JavaScript - Developing Interactive Forms
In a Nutshell - CIW Course Section 2, Part A2, Chapter 1
By now, of course, we should be familiar with HTML forms. Forms with JavaScript, are the same forms, JavaScript just provides a way to manipulate them. Form field objects have their own category within the JavaScript Object Hierarchy.
The course material informs us that all form element must be enclosed with the <FORM> </FORM> tags, which is only logical. Apparently, without these tags, the form elements will not display in Netscape Navigator. However, I tried this with Navigator 7.1 and they did display perfectly well. Section 1 TMA09 uses form elements without these tags.
Using JavaScript, forms can be created dynamically, but by far the most common use for JavaScript is to validate form input before submitting. More on this later.
Form Events
The event handlers for the Form Object are the events most likely to be used to trigger your JavaScript code to process the form data. There are only two event handlers for the form object: onReset and onSubmit. Hopefully, the function of these events is fairly self-explanatory.
Button Object
The Reset and Submit buttons will be familiar, as they appear on most forms. However, a form can include other buttons, with any function you require, and can provide the code for.
The only event associated with a button is the onClick event.
Checkbox Object
The checkbox is the tick box that the user can select or deselect. The checked property returns a Boolean value of true or false depending if the checkbox is selected or not.
The only event associated with a checkbox is the onClick event.
Text Object
The Text and Textarea objects allow the user to enter free text. The latter allowing multiple lines of text input. The value property will return the contents of the text or textarea object.
These text objects have three event handlers, which are detailed in the table below:
| Event Handlers for text and textarea Objects | |
|---|---|
| Event | Description |
| onBlur | Fires when the user moves the cursor out of the text box. |
| onFocus | Fires when the user moves the cursor into the text box. |
| onSelect | Fires when the user highlights the text in the text box. |
Radio Button Object
Radio buttons are used to allow a user to select one option from two or more selections.
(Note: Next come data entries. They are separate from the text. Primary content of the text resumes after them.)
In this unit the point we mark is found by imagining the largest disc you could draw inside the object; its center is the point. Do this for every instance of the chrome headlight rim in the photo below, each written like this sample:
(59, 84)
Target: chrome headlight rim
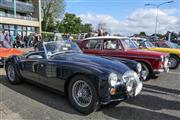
(113, 79)
(130, 74)
(162, 58)
(139, 67)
Radio buttons are grouped together by sharing the same NAME property value.
The only event associated with a radio button is the onClick event.
Select Object
The select object provides a list or drop-down list to allow the user to select one option or multiple options from a selection.
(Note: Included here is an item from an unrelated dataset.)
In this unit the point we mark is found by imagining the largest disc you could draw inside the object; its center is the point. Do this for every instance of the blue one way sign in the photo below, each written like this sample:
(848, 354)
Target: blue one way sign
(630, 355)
The select object shares the same event handlers as the text box, but also has the onChange event which occurs when the selected option changes from the default.
Form Validation
Validating a from is the process of ensuring that the user has entered meaningful data into the form fields before submitting it. This may be as simple as confirming that text fields contain some text, or may be more precise to check that an entered number is within a certain range. It is also common to test an entered date to verify that it is a valid date.
This can ease the burden on the server as client-side validation reduces the need for the server to further validate it after the form has been submitted.